The Bill Hodges story line did have the strange feel of being slightly outside the rest of the action, with elements that didn’t fit with Finders Keepers (such as the strangely catatonic patient that Hodges kept visiting).  Being only a casual Stephen King reader, I didn’t realize until performing research for this review that Hodges and his cohorts, Holly Gibney and Jerome Robinson, are the main characters in Mr. King’s book Mr. Mercedes, and that certain events in Finders Keepers overlap with the main gist of that novel.  I don’t mean to imply that the Mr. Mercedes tie in detracts from Finders Keepers, but it does explain why Hodges, et al, while integral to the plot, seem to be a bit outside the action rather than entrenched in it.

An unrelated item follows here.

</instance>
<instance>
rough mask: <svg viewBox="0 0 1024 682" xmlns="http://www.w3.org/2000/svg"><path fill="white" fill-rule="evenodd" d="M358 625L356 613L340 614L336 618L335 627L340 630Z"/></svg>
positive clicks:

While I didn’t find Finders Keepers quite as engaging as the other recent Stephen King I’ve read – Doctor Sleep – I did find it just as engrossing and just as page-turningly thrilling.  If you’re a Stephen King fan, reading Finders Keepers is a no-brainer.  If you are a casual fan, I would still highly recommend it.  The passages about the value of literature are soaring and clear, the action is lucidly violent, the characters are unforgettable, as with the best of Stephen King’s works.  Finders Keepers should definitely be on your TBR list.